From what I've already read about continuous and discrete gauge theory (I can provide the necessary references if needed*), it seems that the full gauge transformation group will be the semidirect product of $G$ by $H$. However, I'm unable to prove it. Can someone point me to the proof of this fact?
*Edit:
The bottom of page 2 in this reference describes this kind of thing without giving any proof: https://arxiv.org/abs/1106.2759
 A: The physical space is a space of orbits under $H$. That is, you start with some huge initial space $X$ but a little later you realize that many states represent the same physical state - any two of these are connected through the action of $H$. So, the physical space is $X / H$. Now, the physical space can be acted on by a symmetry group $G$. Now, to extend this to an action of $G \rtimes H$ on $X$ we need a connection.
Why is that? Well, we know how $H$ acts on all of $X$ and we know how $G$ acts on orbits of $X$ but we have no idea what does $G$ to the points in the orbit (besides the fact that they get all mapped to points in some other orbit).

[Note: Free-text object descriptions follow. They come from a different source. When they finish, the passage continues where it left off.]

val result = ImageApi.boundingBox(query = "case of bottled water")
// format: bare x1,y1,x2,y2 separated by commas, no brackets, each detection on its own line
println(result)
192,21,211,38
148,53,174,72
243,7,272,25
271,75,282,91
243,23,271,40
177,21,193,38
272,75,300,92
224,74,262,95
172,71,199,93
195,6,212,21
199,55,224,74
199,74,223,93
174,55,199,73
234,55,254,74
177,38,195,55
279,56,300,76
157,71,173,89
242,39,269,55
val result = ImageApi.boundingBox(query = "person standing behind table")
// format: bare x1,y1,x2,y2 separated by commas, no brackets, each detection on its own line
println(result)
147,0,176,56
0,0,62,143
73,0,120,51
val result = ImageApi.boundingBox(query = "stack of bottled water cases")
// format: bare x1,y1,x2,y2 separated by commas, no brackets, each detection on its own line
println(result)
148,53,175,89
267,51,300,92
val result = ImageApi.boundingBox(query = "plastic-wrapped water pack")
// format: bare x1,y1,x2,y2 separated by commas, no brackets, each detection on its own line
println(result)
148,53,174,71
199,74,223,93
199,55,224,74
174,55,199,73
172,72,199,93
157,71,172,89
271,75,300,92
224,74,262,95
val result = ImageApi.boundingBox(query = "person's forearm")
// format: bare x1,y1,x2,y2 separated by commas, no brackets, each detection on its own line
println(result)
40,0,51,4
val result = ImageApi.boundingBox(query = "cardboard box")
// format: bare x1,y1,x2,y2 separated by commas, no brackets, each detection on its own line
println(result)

Connection is precisely the tool that gives us this identification of points between various orbits.
In the language of topology (all your sets and groups are finite and so we can give them discrete topology), $X \to X / H$ is a fibre bundle with vertical action of $H$. We are also given an action of $G$ on the base. And we'd like to lift it to a horizontal action of $G$ on all of $X$ but horizontal structure on the bundle is the same thing as connection. Now, once we have actions of both $G$ and $H$ on $X$, we can combine these two in an obvious way by twisting the horizontal action by the vertical action (similarly to how one can twist translations by rotations to get a full group of symmetries of Eucidean space).